A couple hours later off to get an MRI. When the results came back the doctor, with his shoulders slumped said "It is very bad news." His brain had massive trauma. He gave him a zero chance for recovery but they would do more tests and help as much as they could for 24 hours.

That's how fast it was. From the second CT scan that showed a slight concern to massive trauma it happened in about 4 hours. We still don't know what he had. They said he died of encephalitis, which really means a swelling of the brain that can be caused by numerous things, bacteria, viruses, etc. They assume, because of the low-grade fever, it was some kind of virus. The center for infectious diseases ran tests on known viruses for the area (20 of them such as West Nile and others) but the results came back negative. They don't know.

Those are the facts. The emotions of it are very different and hard to talk about, but one thing I know-it was his time to go. That's the comfort I have had through all of this. God is powerful. If Garrett was meant to stay with us he would still be here.
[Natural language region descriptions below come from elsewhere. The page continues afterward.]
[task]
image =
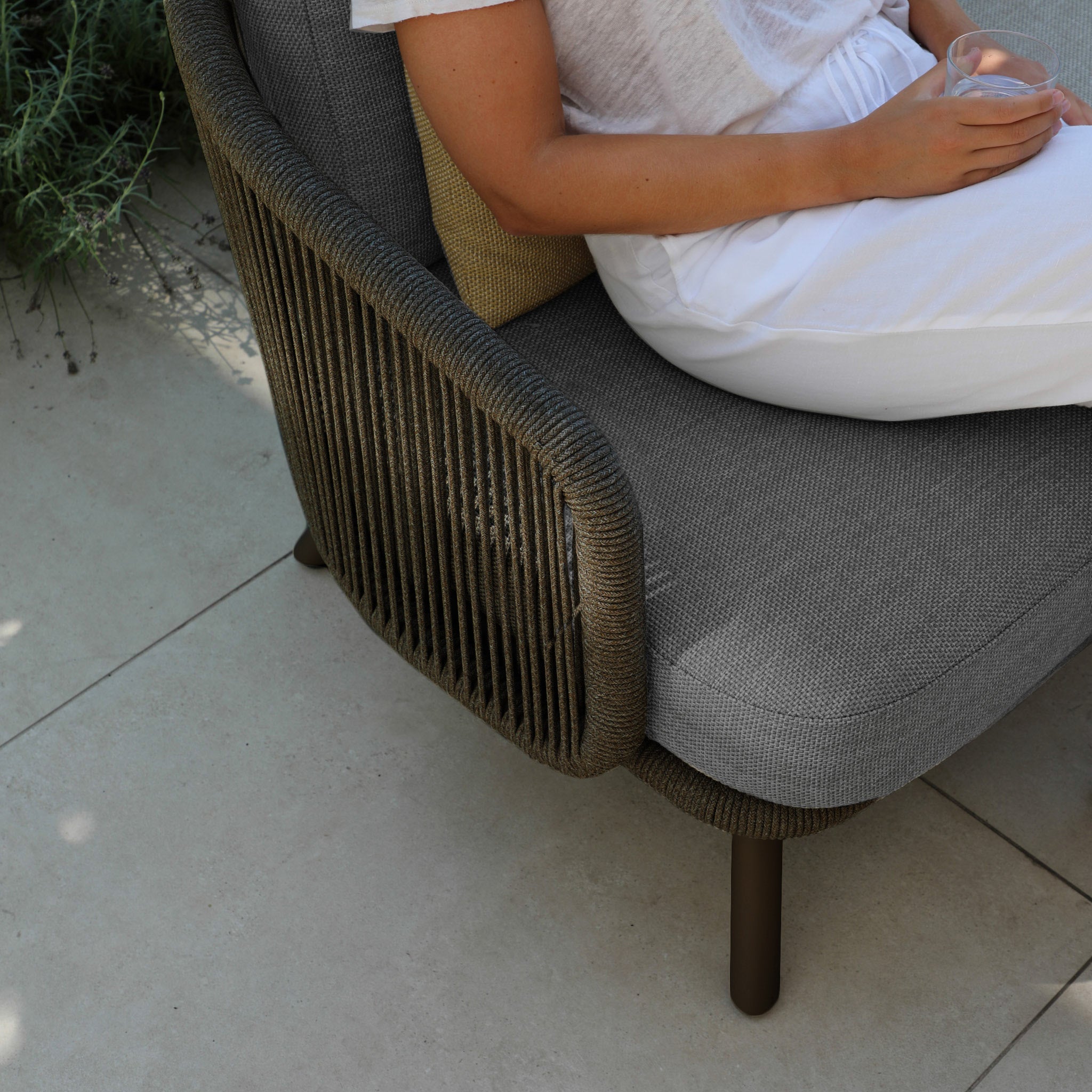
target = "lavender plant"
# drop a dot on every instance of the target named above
(90, 97)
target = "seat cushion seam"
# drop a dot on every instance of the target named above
(876, 709)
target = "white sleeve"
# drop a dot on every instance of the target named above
(380, 15)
I know he is happy and in a good place, but the selfish person that I am misses him terribly and wishes he were still here.


6 comments:

the DeCampos Family said...

Oh that gave me goosebumps. I love checking your blog to see if you have updated it. I want to read the stories of him and the memories that you guys have. I am glad that you are my VT partner. Because if you weren't then I wouldn't have those sweet memories of him coming with you sometimes. Thanks for sharing.

Leisa Tapia said...

Bekki, of course you're not selfish. You are a mother. And an amazing mother. Thank you for sharing the medical aspect of what you guys have experienced. It does seem so apparent that the Lord needed him home so he just took him. Thank you for sharing everything that you do share.

Angie P. said...

Thanks for sharing the story, Bekki. I've wanted to ask so many times for my own sake but have been worried about what it might do to you. I knew lots of the story as told by Leslie but appreciate hearing it in your words. I think about you every day hoping to figure out something witty, clever or meaningful to say or do to help but nothing comes. Please know I think very highly of you and am so sorry you are experiencing this. I know the future will bring clarity of lessons learned. I can't wait to hear them... They will strengthen many testimonies. <3

Jenni F. said...

Bekki-
Thank you so much for sharing the story. I'm especially grateful for your testimony of Heavenly Father's power and your knowledge that it was Garrett's time to go. Thank goodness for those quiet reassurances that Heavenly Father is in charge.
I don't really know what to say, and I can't even pretend to know what you've gone through, but I want you to know that many, many people are continuing to think of you and pray for you and your family. We're inspired by your strength and your unwavering faith. We love you!

Jenni Ferrin

Shawn and Tasha said...

Bekki, I am so sorry to read of your sweet little boy. I couldn't imagine the extent of everything you've gone through and the strength you've needed to endure. I've always seen you as an amazing woman with a fervent testimony. I also know that Garrett will get to be with you & your family again. Reading all of this makes me want to try so much harder to be a good mother to my two little boys. Thank you for your example, love, and strength. You're my hero.

Leisa Tapia said...

Hi Bekki,

It's Leisa... I've been thinking about you guys and praying for you guys. I hope you are doing well. Little Garrett and your family has immeasurably touched my life. My testimony of the Lord and his saving power and our Heavenly Father's plan for us is so much stronger from having known you guys.
We love you and miss you and hope you are doing good and I'm almost positive you're keeping too busy :)
We'll be visiting sometime this summer... hopefully I can see you then.